[Date Prev][Date Next][Thread Prev][Thread Next][Date Index][Thread Index]

Any examples of a specification of an S3-like object store API?




I'm looking for some example specifications of an eventually consistent object store, such as amazon S3.

This isn't because I plan to implement one, it's because I want to do some things against such an object store, specifically using a consistent database to address the inconsistency problems (similar to Netflix's s3mper - http://techblog.netflix.com/2014/01/s3mper-consistency-in-cloud.html ), then implement an O(1) output committer for hadoop/Tez/Spark which handles race conditions in multiple (speculative) competing executors and is resilient to failures —precisely the features that you don't get when working with S3 today. And of course, to show that such a mechanism works, a bit of formality can only help.

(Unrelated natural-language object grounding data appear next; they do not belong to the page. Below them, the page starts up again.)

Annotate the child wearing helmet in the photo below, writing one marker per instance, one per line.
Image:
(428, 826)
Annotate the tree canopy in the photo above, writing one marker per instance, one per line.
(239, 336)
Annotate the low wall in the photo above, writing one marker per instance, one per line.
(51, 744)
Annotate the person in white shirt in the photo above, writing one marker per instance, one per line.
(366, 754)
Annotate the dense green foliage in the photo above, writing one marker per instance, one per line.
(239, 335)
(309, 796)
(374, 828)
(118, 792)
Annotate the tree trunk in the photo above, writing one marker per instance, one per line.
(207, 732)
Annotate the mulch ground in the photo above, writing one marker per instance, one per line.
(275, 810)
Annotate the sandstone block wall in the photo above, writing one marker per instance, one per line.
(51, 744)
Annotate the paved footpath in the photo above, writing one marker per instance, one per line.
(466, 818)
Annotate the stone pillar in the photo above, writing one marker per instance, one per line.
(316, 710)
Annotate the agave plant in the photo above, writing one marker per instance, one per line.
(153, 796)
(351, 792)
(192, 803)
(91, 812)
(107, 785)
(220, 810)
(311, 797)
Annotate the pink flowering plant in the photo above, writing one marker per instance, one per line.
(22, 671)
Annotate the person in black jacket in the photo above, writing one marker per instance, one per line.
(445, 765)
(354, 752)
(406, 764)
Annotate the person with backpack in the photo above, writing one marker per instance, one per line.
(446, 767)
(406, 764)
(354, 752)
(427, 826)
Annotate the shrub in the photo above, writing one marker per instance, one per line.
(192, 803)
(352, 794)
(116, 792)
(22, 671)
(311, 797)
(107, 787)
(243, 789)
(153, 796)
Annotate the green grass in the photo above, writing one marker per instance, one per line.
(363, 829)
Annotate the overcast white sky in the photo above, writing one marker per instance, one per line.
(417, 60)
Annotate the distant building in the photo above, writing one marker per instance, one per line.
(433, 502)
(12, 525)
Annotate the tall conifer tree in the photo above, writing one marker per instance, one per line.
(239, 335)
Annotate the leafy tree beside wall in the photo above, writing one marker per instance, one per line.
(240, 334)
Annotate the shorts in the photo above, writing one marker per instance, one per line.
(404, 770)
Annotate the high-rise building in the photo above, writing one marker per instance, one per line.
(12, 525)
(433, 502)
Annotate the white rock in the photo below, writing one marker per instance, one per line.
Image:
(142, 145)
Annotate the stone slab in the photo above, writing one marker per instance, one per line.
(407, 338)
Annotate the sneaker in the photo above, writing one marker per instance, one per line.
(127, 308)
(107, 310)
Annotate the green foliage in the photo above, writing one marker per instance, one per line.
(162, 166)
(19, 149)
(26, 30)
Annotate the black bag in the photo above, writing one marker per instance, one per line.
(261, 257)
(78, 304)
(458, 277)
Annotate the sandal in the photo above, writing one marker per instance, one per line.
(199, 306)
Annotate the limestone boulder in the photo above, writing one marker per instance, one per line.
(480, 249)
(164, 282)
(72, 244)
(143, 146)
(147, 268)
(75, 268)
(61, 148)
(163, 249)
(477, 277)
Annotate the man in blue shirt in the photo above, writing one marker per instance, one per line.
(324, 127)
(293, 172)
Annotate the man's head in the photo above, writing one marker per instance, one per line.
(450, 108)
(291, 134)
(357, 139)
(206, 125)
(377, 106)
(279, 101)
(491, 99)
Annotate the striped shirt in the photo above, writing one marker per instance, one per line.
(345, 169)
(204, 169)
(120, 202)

I know AWS and perhaps the Azure team have been using TLA+ internally: are there any specifications of the exposed behaviours of the S3 & Azure Data Lake stores around? Something from the service owners themselves would be best. Otherwise: has anyone done some examples of object stores with create consistency, queued metadata updates for object listings, asynchronous delete/update operations

For extra fun, S3 appears to briefly cache negative lookups, so that while the creation sequence always holds

~ exists(path)
PUT(path)
GET(path)

an initial GET could leave a negative result which the next GET would retrieve, so the following sequence is not guaranteed to be true, at least if there is "not enough" delay between the PUT and the subsequent GET.

~GET (path)
PUT(path)
GET(path)

While I don't want to go near that problem, it exists —so I'd better write it down and code for it.

Right now I'm not even sure how best to define that "eventually" concept except to say after some time t the observed state of updated/deleted objects will change, what the values of t are for different infrastructure instances


-Steve